The sunshine over the 80-acre preserve is welcome, although the wind makes the temperature seem colder than the high 20s.
Jeff and I drive around the preserve, unsure where where the trails are. We can see prairie plants, so we know we’re in the right place. Hmmm.
Time to ask directions. A helpful member of the “Save the Prairie Society” is shoveling snow, getting ready for an open house at the historical structure on the property. He greets us warmly, and shows us where the trails begin.
We see right away we’re not alone on the prairie. Look at those tracks! Rush hour.
Little critters have left their imprints, like sewing machine stitches, across the prairie.Who made the tracks? We wonder. Prairie voles? Mice?

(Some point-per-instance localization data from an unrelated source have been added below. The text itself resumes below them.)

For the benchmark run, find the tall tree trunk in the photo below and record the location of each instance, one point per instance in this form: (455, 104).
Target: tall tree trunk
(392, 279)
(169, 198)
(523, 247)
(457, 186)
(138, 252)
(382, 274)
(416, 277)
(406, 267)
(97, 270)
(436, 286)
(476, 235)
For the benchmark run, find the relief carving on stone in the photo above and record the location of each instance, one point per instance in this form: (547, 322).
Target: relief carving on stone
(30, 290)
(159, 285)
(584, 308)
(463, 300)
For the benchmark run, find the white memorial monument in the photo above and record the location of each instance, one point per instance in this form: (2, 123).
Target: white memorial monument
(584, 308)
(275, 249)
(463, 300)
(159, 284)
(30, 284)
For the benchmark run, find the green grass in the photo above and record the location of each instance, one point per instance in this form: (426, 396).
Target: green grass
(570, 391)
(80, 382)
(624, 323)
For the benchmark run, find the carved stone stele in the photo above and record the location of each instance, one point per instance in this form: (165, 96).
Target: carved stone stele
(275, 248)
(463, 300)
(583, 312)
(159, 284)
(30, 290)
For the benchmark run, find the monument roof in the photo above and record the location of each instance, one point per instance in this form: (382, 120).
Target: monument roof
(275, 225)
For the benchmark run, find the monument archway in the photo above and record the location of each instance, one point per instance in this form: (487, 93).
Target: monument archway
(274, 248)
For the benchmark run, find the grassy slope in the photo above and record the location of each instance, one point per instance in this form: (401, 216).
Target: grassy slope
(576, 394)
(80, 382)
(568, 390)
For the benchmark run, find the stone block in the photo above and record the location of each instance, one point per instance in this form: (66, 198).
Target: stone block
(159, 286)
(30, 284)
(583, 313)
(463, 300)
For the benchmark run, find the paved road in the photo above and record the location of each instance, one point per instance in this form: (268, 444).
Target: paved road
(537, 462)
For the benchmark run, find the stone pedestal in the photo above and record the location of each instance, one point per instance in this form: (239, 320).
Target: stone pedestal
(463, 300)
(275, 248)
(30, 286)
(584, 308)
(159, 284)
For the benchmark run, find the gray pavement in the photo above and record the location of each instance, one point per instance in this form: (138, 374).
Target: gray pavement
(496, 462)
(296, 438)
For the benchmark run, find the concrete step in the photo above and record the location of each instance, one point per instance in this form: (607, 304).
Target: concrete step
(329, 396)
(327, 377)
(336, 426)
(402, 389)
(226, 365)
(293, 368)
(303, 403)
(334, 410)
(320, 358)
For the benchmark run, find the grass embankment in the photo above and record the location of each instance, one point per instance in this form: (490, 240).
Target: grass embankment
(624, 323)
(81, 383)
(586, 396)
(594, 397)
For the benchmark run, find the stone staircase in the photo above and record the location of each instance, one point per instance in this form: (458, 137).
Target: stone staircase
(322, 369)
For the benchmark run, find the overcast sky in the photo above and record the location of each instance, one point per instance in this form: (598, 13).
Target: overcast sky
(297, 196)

Difficult to tell.
We cross through a wetland…
…and see other signs of the preserve’s inhabitants.
A nest of a bird, long flown.
I’m puzzled by the interesting galls on the sunflowers. My gall knowledge is limited. Sunflower crown gall, maybe?
There’s a goldenrod bunch gall–sometimes called a rosette gall—I recognize on the other side of the trail. Like a dried out winter flower of sorts.
I make a mental note to refresh my gall knowledge—at least of the goldenrod galls! There’s so much to learn while hiking the winter prairie. Always something new, something different. Later at home, I’ll chase down different bits of information, based on our hike. Crown gall. Bunch gall. Adventures of a different kind.
As we hike the south-side prairie savanna remnant…
…we find sidewalks, left over from a pre-Depression Era time when this acreage was slated for a housing development. The contractors got as far as putting in the sidewalks before the project was scrapped. Jeff, who’s a history buff, is delighted.
I’m excited, too. According to an excellent article by the Salt Creek Greenway Association, the preserve was threatened again by a proposed housing development in the 1970s. The Illinois Department of Natural Resources and Forest Preserve District of Cook County were able to acquire the acreage and save the fine examples of savanna and black soil prairie remnant. What a success story!
In January 2019, the story continues. Although the cooler palette of Wolf Road prairie in winter tends toward white, brown, and blue, with bits of pale yellow…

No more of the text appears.